Surely we should be close to attaining it by now, by 2015 and if not, then why not? We have had material riches in abundance, affordable food, free education and health care, a free country in which to work and play and a beautiful natural environment as a backdrop to our lives.

Why as a society do we increasingly struggle with depression, obesity, fear of losing our jobs, rising income inequality, the inability to keep our homes warm, the debt from our education hanging over us for decades or the choice of an apprenticeship or job offering insufficient income to make ends meet? Why do we face a future of uncertainty over our pensions, and the changing of our climate?

Why, because in part, we have chosen past political leaders based on a narrow, manipulated worldview. Our world (natural, social, technological and economic) and our understanding of it, is changing at an accelerating rate and as a species we don’t embrace change – we resist and seek the comfort of the status quo.

Now, more than ever before we need political leaders who can lead. We need to take the long view – resist the siren call of last quarter’s GDP figures, or this month’s A&E waiting times on which to base policy.

We need to consider everyone and everything in all decisions. Bring back a working, participatory democracy and move forward with vision, hope and enthusiasm. Our collective environmental angst needs to be addressed with real progress – we need to waste less, and live more lightly on this earth.

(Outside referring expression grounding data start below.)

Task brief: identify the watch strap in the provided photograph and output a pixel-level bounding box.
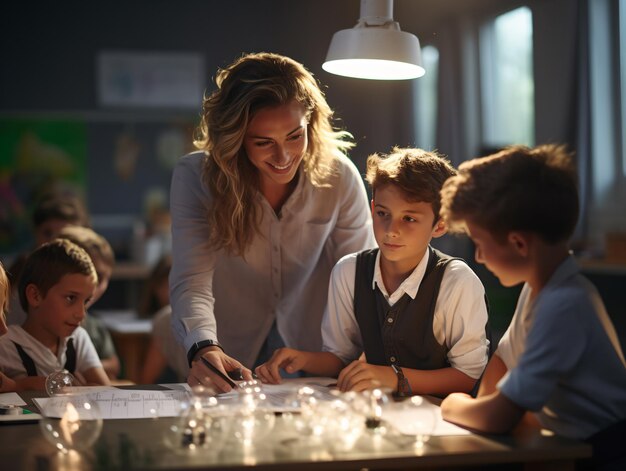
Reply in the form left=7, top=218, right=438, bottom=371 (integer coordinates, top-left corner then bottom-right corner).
left=391, top=363, right=412, bottom=397
left=187, top=340, right=224, bottom=366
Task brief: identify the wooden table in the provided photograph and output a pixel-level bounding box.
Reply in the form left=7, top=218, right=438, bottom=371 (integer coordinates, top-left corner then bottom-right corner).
left=0, top=389, right=591, bottom=471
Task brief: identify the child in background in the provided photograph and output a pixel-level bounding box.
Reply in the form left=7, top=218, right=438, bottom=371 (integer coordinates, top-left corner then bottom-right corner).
left=6, top=193, right=90, bottom=326
left=0, top=239, right=110, bottom=391
left=140, top=255, right=189, bottom=384
left=0, top=261, right=17, bottom=392
left=438, top=145, right=626, bottom=469
left=31, top=193, right=90, bottom=247
left=56, top=226, right=120, bottom=380
left=256, top=147, right=490, bottom=396
left=138, top=254, right=171, bottom=318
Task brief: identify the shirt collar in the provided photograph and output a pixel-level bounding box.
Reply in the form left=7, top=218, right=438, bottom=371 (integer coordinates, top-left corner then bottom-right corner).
left=267, top=163, right=306, bottom=216
left=372, top=247, right=430, bottom=302
left=543, top=253, right=579, bottom=289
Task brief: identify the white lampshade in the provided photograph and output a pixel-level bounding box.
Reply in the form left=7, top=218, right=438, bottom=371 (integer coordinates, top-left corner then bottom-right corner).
left=323, top=0, right=425, bottom=80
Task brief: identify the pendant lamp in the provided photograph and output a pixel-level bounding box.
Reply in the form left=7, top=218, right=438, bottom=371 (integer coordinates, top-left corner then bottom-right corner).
left=322, top=0, right=425, bottom=80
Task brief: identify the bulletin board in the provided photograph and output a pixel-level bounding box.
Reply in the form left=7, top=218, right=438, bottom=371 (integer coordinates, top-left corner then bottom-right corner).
left=0, top=119, right=87, bottom=253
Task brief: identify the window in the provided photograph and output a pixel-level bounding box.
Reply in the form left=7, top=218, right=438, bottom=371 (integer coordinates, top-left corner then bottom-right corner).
left=480, top=7, right=534, bottom=147
left=586, top=0, right=626, bottom=248
left=412, top=45, right=439, bottom=151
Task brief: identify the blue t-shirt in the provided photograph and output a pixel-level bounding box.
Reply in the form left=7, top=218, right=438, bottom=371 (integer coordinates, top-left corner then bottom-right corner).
left=497, top=256, right=626, bottom=439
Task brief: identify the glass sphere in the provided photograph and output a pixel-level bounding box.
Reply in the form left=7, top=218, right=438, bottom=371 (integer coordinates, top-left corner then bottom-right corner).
left=45, top=369, right=76, bottom=397
left=344, top=388, right=391, bottom=433
left=39, top=395, right=103, bottom=452
left=164, top=387, right=229, bottom=453
left=396, top=395, right=437, bottom=447
left=316, top=396, right=365, bottom=451
left=281, top=386, right=325, bottom=437
left=225, top=380, right=275, bottom=446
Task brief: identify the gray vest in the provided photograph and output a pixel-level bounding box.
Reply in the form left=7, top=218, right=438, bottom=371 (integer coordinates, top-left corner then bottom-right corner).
left=354, top=246, right=457, bottom=370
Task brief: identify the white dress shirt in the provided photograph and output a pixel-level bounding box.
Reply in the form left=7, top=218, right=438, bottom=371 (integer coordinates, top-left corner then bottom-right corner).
left=321, top=248, right=490, bottom=379
left=169, top=151, right=376, bottom=368
left=0, top=325, right=102, bottom=378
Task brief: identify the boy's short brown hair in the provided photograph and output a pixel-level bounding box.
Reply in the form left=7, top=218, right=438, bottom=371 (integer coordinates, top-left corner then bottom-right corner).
left=440, top=144, right=579, bottom=244
left=18, top=239, right=97, bottom=312
left=365, top=147, right=457, bottom=223
left=57, top=226, right=115, bottom=271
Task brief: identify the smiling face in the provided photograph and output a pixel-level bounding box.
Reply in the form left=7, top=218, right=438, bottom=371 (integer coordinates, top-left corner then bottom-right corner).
left=27, top=273, right=96, bottom=340
left=465, top=220, right=527, bottom=287
left=243, top=99, right=309, bottom=196
left=372, top=184, right=446, bottom=274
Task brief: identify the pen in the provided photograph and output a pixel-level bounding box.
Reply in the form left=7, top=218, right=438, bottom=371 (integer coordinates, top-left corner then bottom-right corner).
left=200, top=356, right=239, bottom=389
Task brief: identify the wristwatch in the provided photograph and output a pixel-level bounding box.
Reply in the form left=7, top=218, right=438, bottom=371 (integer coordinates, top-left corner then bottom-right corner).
left=391, top=364, right=412, bottom=397
left=187, top=340, right=224, bottom=366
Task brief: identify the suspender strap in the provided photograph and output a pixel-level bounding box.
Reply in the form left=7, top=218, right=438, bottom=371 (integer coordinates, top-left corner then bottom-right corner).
left=12, top=341, right=38, bottom=377
left=64, top=338, right=76, bottom=374
left=12, top=338, right=77, bottom=376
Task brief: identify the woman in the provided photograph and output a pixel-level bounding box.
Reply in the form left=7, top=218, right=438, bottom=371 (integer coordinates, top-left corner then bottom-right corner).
left=170, top=52, right=375, bottom=392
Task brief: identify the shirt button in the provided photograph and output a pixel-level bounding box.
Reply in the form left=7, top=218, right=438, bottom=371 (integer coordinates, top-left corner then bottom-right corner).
left=387, top=317, right=394, bottom=323
left=273, top=246, right=279, bottom=252
left=390, top=356, right=396, bottom=363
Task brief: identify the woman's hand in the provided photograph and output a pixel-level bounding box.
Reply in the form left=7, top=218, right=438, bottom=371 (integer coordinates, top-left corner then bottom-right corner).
left=188, top=347, right=252, bottom=393
left=337, top=360, right=396, bottom=392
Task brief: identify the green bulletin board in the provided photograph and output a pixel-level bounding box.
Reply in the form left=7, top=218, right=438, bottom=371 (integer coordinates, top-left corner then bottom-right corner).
left=0, top=118, right=87, bottom=253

The solutions will not involve us all living in the woods – Thoreau’s sojourn was only ever a temporary interlude for reflection. It lies with us deciding what is important in our lives – family, community, and voluntary endeavour, looking after one another and working cooperatively.

It means building efficient, truly affordable homes, creating space for sustainable and healthier means of travel, caring for and respecting the elderly.

We now have the technology to generate all of our energy needs renewably and stop insisting on the need to squeeze more fossil fuels from the earth, causing political instability and fear and resulting in further climate and other chaos.

We need to properly value nature, not reduce her to a line on a balance sheet, but be inspired by her beauty, diversity and resilience – protect her and in turn she will help us.

We need to carve out a new politics to support us in this endeavour. We won’t turn the corner tomorrow, but we can start by making a difference today. We can build the momentum to turn from desperation, to become the change we want to see.